There is no doubt. The woman standing before me has stepped straight out of my nightmares.
It’s not the right time yet. Getting you out the right way will take time. We need to set things up properly.
It has been almost two years since I’ve seen her, and Zac is a better candidate for the starring role in my bad dreams. But Maxine is the one who comes to me in the night, just as she did on my last night in hospital, the sheets clinging, cold and damp from my sweat.
Maxine has this way of never seeming to look at anyone or anything, her eyes downcast, her shoulders rounded. She is droopy. That is the word I often think of when I observe her. Your eyes would slide over her as if she were the most uninteresting piece of grey furniture ever made. And that is exactly what she wants your eyes to do.
‘It’s good,’ she says, ‘how readily you respond to Helen. Presumably Graham is natural to you too, now?’
‘Yes.’ I hadn’t been out of breath, but now I am.
Maxine’s blouse is elegant in midnight-blue silk, but untucked and sloppy. Her loose black trousers disguise how slim and dangerously fit she is. She is slouchy, as ever. Only the unfortunate know what it means when she straightens her back, something she does rarely. I am one of that select group.
‘You look different.’ That flat flat flatness of her voice. The pretence of indifference, as if I am a neighbour she sees every day, walking up and down the path to the next-door house.
‘That’s hardly surprising.’
Time seems to spool backwards, speeding past her twilight swoop on me in the hospital almost two years ago – it’s too painful to freeze time there. It rushes further back, past her ambush on the cliffs two and a half years ago. Time stops six years ago, on the day I flunked out, sitting in that white-light room with the exposing glass table between us.

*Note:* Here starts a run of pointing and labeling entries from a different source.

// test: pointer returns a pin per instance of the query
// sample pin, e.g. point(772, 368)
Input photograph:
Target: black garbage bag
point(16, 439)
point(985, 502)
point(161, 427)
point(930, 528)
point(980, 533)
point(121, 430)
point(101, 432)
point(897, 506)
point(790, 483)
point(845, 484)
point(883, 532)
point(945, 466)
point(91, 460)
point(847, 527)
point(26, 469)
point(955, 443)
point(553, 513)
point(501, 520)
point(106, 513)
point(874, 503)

You’re like that puppy who was too friendly to be a police dog, she’d said. We don’t recruit good-looking people. You need to look like Jane Average, but you’re too vain to let yourself look that way.

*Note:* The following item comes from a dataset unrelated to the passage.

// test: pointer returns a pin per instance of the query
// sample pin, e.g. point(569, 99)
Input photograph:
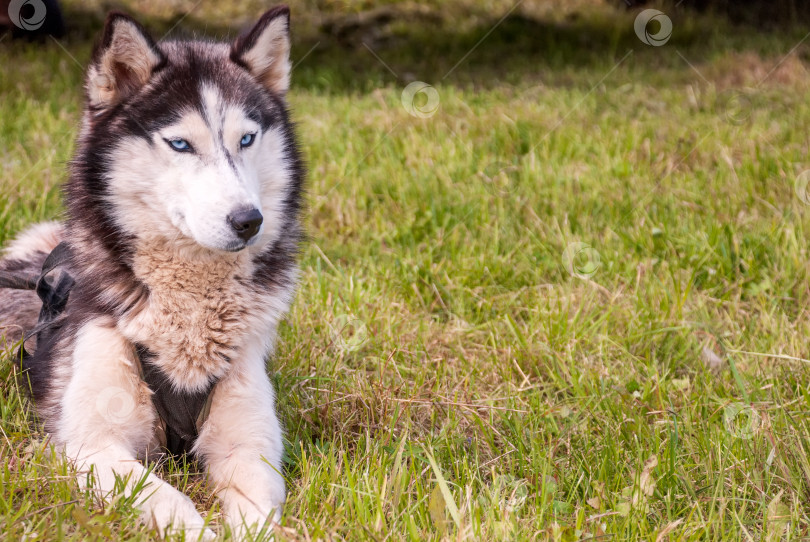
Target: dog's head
point(188, 140)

She has left the rear door of the car open, the engine purring but the driver invisible behind dark windows and hidden by the partition that keeps his section of the car separate. We both know it is no accident that she has crossed my path. Nothing is ever an accident with Maxine.

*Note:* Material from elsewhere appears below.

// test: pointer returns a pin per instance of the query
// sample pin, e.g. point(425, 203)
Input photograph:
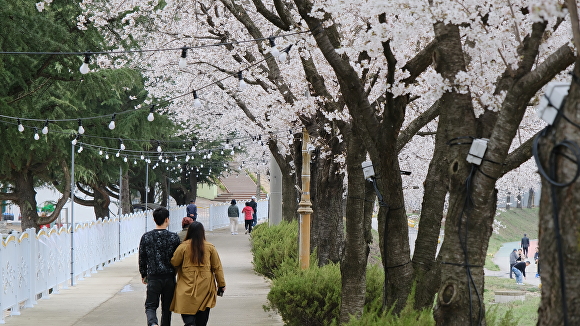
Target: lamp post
point(305, 206)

‘Why are you here?’ I channel her flat indifference, though I am pretty sure I can guess. As repellent as she is to me, it is looking as though I am going to need her help.
‘Have you done anything to give yourself away?’
The question is a confirmation more than a surprise, but the air still puffs out of my stomach. ‘My grandmother …’ My voice trails off. ‘It’s possible, yes.’
She starts towards the car, parked where the road ends and the tunnel opens. ‘Come with me.’ It is as if I’d seen her yesterday, to hear her boss me around.